1. Academic Validation
  2. YM598, an orally active ET(A) receptor antagonist, ameliorates the progression of cardiopulmonary changes and both-side heart failure in rats with cor pulmonale and myocardial infarction

YM598, an orally active ET(A) receptor antagonist, ameliorates the progression of cardiopulmonary changes and both-side heart failure in rats with cor pulmonale and myocardial infarction

  • J Cardiovasc Pharmacol. 2004 Nov;44 Suppl 1:S354-7. doi: 10.1097/01.fjc.0000166304.40937.0b.
Akira Fujimori 1 Takashi Miyauchi Satoshi Sakai Hironori Yuyama Motoyuki Iemitsu Masanao Sanagi Katsumi Sudoh Katsutoshi Goto Hisataka Shikama Iwao Yamaguchi
Affiliations

Affiliation

  • 1 Pharmacology Laboratories, Institute for Drug DiscoveryResearch, Yamanouchi Pharmaceutical Co., Ltd, Tsukuba, Ibaraki, Japan. fujimori@yamanouchi.co.jp
Abstract

The effects of the novel, selective endothelin-A (ETA) receptor antagonist YM598 on both-side heart failure were investigated. Right-side heart failure secondary to pulmonary hypertension was produced by a single subcutaneous injection of 60 mg/kg monocrotaline, and post-ischemic congestive left-side heart failure (CHF) produced by surgical left coronary artery ligation. In right-side heart failure rats, oral YM598 (0.1 and 1 mg/kg for 4 weeks), but not bosentan (30 mg/kg), significantly inhibited the progression of pulmonary hypertension and the development of right ventricular hypertrophy. YM598 also improved hypoxemia and morphological pulmonary lesions in these rats. In CHF rats, moreover, long-term oral administration of YM598 (1 mg/kg/day for approximately 30 weeks) significantly ameliorated their poor survival rate (P < 0.05).
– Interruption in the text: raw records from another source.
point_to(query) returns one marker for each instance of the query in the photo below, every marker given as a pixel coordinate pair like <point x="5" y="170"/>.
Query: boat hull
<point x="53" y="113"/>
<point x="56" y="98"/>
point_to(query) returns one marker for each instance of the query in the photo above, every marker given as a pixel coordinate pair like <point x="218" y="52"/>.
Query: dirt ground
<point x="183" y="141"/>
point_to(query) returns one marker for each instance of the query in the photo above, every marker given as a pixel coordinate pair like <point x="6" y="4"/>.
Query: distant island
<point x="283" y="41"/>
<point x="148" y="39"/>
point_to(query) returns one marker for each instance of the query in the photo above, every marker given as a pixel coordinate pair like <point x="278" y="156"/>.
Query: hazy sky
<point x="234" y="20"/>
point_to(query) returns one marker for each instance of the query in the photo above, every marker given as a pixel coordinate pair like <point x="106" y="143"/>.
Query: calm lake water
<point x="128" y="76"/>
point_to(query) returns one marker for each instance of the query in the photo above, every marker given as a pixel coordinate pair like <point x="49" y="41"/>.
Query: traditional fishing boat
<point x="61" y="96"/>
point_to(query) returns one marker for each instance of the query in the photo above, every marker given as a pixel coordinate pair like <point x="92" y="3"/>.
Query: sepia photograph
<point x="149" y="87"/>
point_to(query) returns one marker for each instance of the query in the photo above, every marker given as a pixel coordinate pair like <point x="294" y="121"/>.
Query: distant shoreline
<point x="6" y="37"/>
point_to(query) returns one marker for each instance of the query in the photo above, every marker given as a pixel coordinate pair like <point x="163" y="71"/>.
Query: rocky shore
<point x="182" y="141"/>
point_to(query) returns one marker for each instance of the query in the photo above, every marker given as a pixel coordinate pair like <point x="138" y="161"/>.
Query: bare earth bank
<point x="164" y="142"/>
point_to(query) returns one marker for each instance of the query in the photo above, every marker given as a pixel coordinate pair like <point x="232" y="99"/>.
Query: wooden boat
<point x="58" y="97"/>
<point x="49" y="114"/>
In the measurement of cardio-hemodynamic parameters, YM598 improved the contractile/diastolic capacity of the left ventricle and the preload in the right ventricle to the levels seen in sham-operated rats. YM598 also markedly inhibited both ventricular hypertrophy and pulmonary congestion, as well as lowering high plasma brain natriuretic peptide levels in CHF rats. These findings suggest that YM598 may have a clinical benefit with regards to ameliorating the cardiopulmonary changes of right-side heart failure, and the cardiac dysfunction and mortality/morbidity of CHF.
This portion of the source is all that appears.